In answer to the question by the hon. Member for Fareham about clause 21, I am more than happy to explain. The clause sets out certain provisions in relation to events of default. An event of default clause in a contract gives a specified right to a counterparty if a specified event occurs. For example, a contract could stipulate that a counterparty should have the right to terminate the contract if the banks credit rating changes or if there is a change of control of the bank. This clause is important since most modern contracts make heavy use of these provisions.
The transfer of securities is likely to be characterised as an event of default which would give counterparties the right to terminate or modify contractual arrangements in the event that the authorities exercise the transfer powers. Clearly, any termination of key contracts would significantly reduce the likelihood of the deposit taker being able to continue as a going concern. It could necessitate having to renegotiate contracts, potentially with new counterparties, with no guarantee that similar terms could be arranged. In extreme circumstances, for example, if the majority of the banks counterparties sought to rely on termination rights, the bank would be unable to continue its operations. In addition, the act of counterparties terminating their contractual arrangements with the deposit taker is likely to send a strong signal to the market that other counterparties should not do business with the bank. Thus, a number of counterparties closing out contracts could lead to a wider counterparty flight from the deposit taker, which would have severe consequences for the success of the resolution. Therefore, this clause allows the authorities to make provision for a shared transfer instrument or order to be disregarded in determining whether a default event provision applies; in other words, that such default event rights may be disapplied in relation to a transfer of control by way of a shared transfer order or instrument.
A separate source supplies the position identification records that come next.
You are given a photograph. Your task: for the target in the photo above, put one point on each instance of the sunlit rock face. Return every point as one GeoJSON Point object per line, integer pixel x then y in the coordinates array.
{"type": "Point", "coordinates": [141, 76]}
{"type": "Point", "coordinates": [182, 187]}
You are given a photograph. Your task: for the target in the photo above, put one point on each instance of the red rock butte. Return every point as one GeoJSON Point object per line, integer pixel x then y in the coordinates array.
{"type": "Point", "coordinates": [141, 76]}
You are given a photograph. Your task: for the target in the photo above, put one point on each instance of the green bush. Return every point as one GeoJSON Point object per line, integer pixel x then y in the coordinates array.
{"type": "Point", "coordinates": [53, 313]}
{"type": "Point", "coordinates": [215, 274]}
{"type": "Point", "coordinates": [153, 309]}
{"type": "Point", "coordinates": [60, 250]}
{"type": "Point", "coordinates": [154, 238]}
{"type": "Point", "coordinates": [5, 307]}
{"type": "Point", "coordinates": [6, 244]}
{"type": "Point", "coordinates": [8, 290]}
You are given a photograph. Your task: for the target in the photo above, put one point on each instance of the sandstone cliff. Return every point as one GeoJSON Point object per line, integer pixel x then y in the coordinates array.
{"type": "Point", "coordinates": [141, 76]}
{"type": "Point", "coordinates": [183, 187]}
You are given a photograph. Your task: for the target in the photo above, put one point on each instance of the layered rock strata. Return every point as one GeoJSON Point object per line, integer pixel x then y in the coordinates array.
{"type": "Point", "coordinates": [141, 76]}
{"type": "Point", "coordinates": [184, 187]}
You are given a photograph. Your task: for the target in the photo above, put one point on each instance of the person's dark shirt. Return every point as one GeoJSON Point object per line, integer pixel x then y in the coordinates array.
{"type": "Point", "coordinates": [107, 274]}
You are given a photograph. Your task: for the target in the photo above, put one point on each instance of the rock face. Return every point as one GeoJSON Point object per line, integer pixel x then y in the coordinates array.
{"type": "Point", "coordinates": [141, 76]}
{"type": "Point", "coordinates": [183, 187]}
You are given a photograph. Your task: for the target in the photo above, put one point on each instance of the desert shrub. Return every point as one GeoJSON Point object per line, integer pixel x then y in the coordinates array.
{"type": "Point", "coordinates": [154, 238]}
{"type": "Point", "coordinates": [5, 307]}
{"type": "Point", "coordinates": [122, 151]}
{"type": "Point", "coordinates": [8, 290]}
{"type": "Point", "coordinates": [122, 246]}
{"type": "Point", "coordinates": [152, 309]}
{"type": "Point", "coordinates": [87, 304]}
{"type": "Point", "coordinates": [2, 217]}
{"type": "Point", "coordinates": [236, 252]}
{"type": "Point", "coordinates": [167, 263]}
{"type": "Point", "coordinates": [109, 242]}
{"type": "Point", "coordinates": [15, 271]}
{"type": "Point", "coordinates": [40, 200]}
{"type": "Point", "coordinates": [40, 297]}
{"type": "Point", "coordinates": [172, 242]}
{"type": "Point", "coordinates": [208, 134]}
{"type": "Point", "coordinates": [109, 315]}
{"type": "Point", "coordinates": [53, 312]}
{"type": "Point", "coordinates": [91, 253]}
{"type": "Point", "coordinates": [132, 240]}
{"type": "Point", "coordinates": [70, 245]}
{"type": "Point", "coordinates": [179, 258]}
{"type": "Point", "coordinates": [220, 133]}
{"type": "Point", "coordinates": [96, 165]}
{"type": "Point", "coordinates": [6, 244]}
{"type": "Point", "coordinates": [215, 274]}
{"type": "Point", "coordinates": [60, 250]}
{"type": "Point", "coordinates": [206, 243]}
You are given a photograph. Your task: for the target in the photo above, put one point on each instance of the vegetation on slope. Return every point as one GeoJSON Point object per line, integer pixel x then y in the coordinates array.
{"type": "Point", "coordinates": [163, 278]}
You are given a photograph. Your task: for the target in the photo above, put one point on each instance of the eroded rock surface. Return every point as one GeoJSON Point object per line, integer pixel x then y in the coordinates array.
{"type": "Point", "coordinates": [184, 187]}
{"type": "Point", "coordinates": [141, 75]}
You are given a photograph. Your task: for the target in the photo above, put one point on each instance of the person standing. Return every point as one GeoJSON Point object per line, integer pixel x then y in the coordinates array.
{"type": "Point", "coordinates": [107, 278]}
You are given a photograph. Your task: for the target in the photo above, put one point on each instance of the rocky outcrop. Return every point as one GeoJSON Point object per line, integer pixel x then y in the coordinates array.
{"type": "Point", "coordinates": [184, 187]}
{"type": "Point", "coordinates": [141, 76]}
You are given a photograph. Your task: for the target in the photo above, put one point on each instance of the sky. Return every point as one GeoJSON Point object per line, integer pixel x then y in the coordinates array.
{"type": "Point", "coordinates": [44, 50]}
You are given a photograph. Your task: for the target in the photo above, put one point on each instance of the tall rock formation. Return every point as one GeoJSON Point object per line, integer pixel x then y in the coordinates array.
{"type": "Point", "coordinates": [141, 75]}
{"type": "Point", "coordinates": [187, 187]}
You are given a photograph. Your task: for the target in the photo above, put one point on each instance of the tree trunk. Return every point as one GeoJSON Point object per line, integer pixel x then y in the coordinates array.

The powers are designed to be tailored to particular circumstances and thus, where practicable, an event of default might be modified rather than entirely disapplied. The provisions, however, could not be used to override financial collateral agreements, which are protected by the financial collateral arrangements directive and which in broad terms must be allowed to take effect in accordance with their terms.
This is an area where, in the light of further analysis and consultation, the Government have adopted a more restricted form of the powers than those taken in the Banking (Special Provisions) Act 2008, which, for example, apply to any person having a specified connection with a deposit taker or any of its group undertakings. That is an essential and proportionate provision for ensuring that a deposit taker can continue to operate, notwithstanding any change of control as a result of the powers under this part of the Bill.